Ahora bien, las guerras y los conflictos armados no terminan todos de la misma manera. Quiero decir que la idea de reconciliación no siempre es pertinente ni siempre significa lo mismo. Me imagino que nadie les enrostraría a los Aliados el no haber buscado la reconciliación con los Nazis, o a los pueblos que sufrieron el yugo soviético estalinista que no se reconciliaran con los invasores o a los que sufrieron a dictadores estilo Ferdinand Marcos, Anastasio Somoza o Nicolae Ceasescu que no los hubiesen perdonado. Y no es solo por un asunto de la correlación de fuerzas, de que en esas experiencias hubo un final de derrota, sino también por la existencia de unas abismales diferencias y heridas tan profundas que la única opción era la derrota o abatimiento del opresor o la expulsión del invasor. Con esas ideologías y regímenes la humanidad democrática no podía desear la reconciliación. Agresores de esa clase fueron condenados a reparar a sus víctimas a pagar multas enormes a pedir perdón y a expiar sus crímenes en la cárcel y en algunos casos hasta con sus vidas.

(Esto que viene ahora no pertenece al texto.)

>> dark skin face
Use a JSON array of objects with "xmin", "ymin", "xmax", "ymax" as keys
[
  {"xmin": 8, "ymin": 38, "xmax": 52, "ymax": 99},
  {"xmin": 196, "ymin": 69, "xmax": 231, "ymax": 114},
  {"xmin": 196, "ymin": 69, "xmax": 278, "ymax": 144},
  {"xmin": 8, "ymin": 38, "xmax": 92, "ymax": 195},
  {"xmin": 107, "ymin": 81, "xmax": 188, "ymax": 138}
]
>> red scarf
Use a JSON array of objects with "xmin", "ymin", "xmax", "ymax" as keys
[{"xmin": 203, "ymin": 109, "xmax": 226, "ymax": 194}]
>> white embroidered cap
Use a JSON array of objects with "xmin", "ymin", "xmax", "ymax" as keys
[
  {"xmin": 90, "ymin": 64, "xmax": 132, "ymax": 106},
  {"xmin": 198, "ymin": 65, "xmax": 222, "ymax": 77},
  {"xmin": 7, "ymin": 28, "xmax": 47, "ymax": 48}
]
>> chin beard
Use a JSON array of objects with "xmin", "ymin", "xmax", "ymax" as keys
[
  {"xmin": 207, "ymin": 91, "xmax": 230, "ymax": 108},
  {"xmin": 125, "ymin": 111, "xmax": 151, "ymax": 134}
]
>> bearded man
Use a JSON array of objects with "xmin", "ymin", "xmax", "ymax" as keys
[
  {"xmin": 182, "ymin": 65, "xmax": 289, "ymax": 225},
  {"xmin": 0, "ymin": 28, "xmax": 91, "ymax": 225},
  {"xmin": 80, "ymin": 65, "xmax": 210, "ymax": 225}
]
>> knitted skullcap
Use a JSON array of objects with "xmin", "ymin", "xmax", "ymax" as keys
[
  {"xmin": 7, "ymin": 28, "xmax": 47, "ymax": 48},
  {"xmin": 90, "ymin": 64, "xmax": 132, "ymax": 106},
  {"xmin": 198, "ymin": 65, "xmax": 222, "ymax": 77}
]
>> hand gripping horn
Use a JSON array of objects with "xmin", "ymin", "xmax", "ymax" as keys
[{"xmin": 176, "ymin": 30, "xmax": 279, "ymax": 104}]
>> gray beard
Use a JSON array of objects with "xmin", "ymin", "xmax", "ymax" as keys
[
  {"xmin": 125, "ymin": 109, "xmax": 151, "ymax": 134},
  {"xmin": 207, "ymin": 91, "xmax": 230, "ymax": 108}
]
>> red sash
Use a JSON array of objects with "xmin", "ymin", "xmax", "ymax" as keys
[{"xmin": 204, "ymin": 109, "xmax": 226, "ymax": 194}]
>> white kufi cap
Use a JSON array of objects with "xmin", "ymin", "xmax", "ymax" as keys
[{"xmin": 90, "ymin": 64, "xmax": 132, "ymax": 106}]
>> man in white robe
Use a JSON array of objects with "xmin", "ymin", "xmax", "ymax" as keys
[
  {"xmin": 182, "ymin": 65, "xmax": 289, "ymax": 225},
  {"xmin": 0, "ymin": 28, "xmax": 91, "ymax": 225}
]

La lucha contra el fascismo el nazismo y el comunismo, teorías y sistemas totalitarios, antidemocráticos y criminales que exterminaron y oprimieron a millones de personas en nombre de una raza, clase o nación superior, no clasifica como conflicto de exclusión o discriminación en los que sí se justifica pensar en términos de reconciliación. Más allá, la historia mundial registra casos de reconciliación después de guerras devastadoras como la de secesión norteamericana o la que se registró entre negros y blancos en Surafrica con el derrumbamiento del Apartheid.
En el caso colombiano la idea de reconciliación de sentido religioso que supone el retorno a un ideal mundo fraterno, no aplica, como bien lo reconoce Uprimny. Pero, de allí no se desprende que solo queden dos alternativas, la negación de su posibilidad alegando diferencias insalvables como ocurrió con el nazismo, el fascismo y el comunismo en algunos países, que supone la derrota total, el arrasamiento sin piedad de los enemigos del estado y de la institucionalidad, que algunos atribuyen perversamente, como la opción que propone el uribismo. Ni tampoco la de la impunidad que impulsa el gobierno Santos y sus adláteres en la academia, que significa pensar a los criminales de guerra y a genocidas como iguales al estado, que no expiarían sus culpas en prisión y que podrían ocupar cargos públicos y en organismos de representación popular.
Hay un camino realista que no se ubica en ninguna de las anteriores. Me refiero a una opción que atraviesa casi todos los discursos, pero, sobre la que hace falta observar mayor constancia, precisión y decisión. Se trata de la consabida justicia transicional que conlleva al reconocimiento y reparación de las víctimas por parte de las guerrillas, el estado ya lo está haciendo, a la petición pública de perdón, a la refrendación del compromiso de no repetición y de contribuir al esclarecimiento de verdades judiciales y a la entrega de las armas por parte de quienes, infructuosamente, pretendieron cambiar el orden de cosas a través de la lucha armada. Sería como tragar sapos en vez de los cocodrilos que pretende Santos.